在做嵌入式底层开发时(基于ARM编译无OS的程序),编写整数转字符串函数,用到了求余操作%和除数操作,部分代码如下:

...
while(num)
{
	denom = num % radix;
	num /= radix;
	*ptr++ = denom + '0';
		
	if((num < radix) && num)
	{
		*ptr++ = num + '0';
		*ptr = '\0';
		break;
	}
}
...

部分Makefile如下:

...
.c.o:
	$(CC) -static -nostartfiles -nostdlib -fno-builtin $(CPPFLAGS) $(CFLAGS) -c $<
...

结果报错 

undefined reference to `__umodsi3'

undefined reference to `__udivdi3'

【问题分析】

ARM是精简指令集,对求余和除法操作基本上不支持,所以应该尽量避免上述操作。libgcc库包含这些操作,这种错误是没有包含GCC的支持库libgcc.a,缺少库文件。

【解决办法】

1.在连接时指定连接GCC库,-lgcc

-lgcc 代表链接器将连接GCC的支持库libgcc.a。
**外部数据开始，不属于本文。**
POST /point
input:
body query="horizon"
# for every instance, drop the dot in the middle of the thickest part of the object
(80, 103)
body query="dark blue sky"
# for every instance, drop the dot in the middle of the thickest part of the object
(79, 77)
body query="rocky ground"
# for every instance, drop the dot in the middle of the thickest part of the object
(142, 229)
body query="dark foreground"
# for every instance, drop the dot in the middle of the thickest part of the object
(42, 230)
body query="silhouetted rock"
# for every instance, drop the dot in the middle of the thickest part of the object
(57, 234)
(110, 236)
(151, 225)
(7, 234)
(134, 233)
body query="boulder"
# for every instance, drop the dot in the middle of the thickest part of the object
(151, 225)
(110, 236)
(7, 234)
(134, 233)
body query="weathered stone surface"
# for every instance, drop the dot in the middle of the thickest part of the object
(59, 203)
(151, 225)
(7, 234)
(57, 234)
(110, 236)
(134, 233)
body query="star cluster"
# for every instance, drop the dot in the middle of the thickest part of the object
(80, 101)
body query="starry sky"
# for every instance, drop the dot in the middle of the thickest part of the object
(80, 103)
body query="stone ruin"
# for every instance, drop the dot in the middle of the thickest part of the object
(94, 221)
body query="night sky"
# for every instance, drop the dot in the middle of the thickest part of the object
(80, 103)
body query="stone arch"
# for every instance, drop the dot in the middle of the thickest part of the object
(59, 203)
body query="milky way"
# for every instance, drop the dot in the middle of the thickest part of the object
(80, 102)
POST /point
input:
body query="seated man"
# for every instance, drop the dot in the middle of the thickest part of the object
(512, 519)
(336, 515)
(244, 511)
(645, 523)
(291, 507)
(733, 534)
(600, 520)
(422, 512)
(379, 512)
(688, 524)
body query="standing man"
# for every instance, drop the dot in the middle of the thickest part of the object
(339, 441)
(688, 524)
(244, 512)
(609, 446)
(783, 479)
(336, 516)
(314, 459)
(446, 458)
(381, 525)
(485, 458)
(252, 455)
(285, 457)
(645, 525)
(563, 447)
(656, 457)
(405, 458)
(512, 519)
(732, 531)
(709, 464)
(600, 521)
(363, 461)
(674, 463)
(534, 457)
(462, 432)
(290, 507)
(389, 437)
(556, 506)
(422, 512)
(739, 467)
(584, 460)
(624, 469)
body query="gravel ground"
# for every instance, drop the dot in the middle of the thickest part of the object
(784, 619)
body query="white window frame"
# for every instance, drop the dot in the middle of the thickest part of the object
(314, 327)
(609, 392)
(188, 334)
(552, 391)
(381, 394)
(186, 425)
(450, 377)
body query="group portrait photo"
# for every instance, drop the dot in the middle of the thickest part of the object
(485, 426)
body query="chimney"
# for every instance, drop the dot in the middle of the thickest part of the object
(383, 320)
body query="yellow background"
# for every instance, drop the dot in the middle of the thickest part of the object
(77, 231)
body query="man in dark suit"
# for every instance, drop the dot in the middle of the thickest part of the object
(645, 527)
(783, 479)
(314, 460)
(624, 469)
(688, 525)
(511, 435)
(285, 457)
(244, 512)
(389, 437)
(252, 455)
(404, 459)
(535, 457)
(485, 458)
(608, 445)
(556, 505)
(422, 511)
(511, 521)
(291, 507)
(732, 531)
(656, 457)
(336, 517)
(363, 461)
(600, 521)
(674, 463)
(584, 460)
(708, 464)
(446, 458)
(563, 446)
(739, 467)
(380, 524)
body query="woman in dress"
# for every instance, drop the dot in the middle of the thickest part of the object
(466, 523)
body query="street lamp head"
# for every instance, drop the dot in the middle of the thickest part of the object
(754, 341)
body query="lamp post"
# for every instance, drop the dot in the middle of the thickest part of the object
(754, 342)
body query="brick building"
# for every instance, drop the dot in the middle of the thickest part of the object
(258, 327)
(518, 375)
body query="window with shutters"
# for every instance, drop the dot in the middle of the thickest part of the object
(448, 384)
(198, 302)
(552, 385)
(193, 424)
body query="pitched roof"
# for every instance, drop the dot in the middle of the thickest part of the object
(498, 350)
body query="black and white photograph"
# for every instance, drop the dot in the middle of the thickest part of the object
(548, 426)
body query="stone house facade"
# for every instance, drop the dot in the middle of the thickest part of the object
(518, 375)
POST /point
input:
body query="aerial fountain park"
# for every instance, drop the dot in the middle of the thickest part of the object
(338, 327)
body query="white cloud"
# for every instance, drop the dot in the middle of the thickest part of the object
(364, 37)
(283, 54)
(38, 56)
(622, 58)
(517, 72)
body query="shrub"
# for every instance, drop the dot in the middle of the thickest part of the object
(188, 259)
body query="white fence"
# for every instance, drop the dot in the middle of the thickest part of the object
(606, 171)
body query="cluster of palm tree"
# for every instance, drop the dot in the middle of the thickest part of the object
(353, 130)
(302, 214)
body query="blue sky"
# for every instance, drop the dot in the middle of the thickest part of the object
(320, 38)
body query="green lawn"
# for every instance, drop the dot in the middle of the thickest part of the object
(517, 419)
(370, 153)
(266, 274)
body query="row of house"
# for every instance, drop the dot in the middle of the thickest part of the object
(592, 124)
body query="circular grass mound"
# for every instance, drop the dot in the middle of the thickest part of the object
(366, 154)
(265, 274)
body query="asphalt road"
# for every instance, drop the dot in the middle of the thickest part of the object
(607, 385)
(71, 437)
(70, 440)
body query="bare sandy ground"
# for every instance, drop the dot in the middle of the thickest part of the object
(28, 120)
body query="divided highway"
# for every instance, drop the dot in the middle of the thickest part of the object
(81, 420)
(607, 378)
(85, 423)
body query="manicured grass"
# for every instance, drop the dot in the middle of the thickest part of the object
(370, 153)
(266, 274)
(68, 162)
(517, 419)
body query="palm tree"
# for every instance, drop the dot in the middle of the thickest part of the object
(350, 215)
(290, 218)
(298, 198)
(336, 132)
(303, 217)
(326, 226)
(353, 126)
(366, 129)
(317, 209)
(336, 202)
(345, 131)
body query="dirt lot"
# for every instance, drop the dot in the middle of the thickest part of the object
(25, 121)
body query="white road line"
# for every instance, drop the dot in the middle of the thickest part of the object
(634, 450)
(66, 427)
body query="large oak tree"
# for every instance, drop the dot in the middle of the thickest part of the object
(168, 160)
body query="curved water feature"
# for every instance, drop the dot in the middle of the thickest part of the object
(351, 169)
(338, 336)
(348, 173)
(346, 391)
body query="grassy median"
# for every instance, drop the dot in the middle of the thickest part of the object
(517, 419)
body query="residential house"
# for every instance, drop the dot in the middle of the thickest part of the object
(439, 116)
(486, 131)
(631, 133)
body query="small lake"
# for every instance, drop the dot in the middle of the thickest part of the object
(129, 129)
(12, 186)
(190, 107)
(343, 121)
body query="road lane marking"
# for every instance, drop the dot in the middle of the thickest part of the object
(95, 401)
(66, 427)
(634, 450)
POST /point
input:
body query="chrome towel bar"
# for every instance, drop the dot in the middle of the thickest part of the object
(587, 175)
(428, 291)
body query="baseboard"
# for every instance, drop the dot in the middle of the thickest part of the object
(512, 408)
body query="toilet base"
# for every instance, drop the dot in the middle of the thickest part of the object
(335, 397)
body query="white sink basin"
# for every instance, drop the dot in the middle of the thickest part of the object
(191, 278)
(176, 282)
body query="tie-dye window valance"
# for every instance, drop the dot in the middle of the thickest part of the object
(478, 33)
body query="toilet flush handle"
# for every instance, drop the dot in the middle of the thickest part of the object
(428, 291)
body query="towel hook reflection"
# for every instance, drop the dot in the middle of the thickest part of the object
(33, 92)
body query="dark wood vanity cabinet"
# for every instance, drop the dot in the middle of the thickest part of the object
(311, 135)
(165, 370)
这里需要注意的是:-lm 代表链接器将连接GCC的标准数学库库libm.a,-lc 代表链接器将连接GCC的标准C库libc.a,如果这三者都需要,则连接排列顺序为-lm -lc -lgcc。

2.自己实现响应的库函数

如果不想基于库函数,可以自己参考linux内核源码linux/arch/arm/lib/lib1funcs.S实现这两个库函数,lib1funcs.S实现除法、求模操作,具体的源码如下:

/*
 * linux/arch/arm/lib/lib1funcs.S: Optimized ARM division routines
 *
 * Author: Nicolas Pitre <nico@cam.org>
 *   - contributed to gcc-3.4 on Sep 30, 2003
 *   - adapted for the Linux kernel on Oct 2, 2003
 */

/* Copyright 1995, 1996, 1998, 1999, 2000, 2003 Free Software Foundation, Inc.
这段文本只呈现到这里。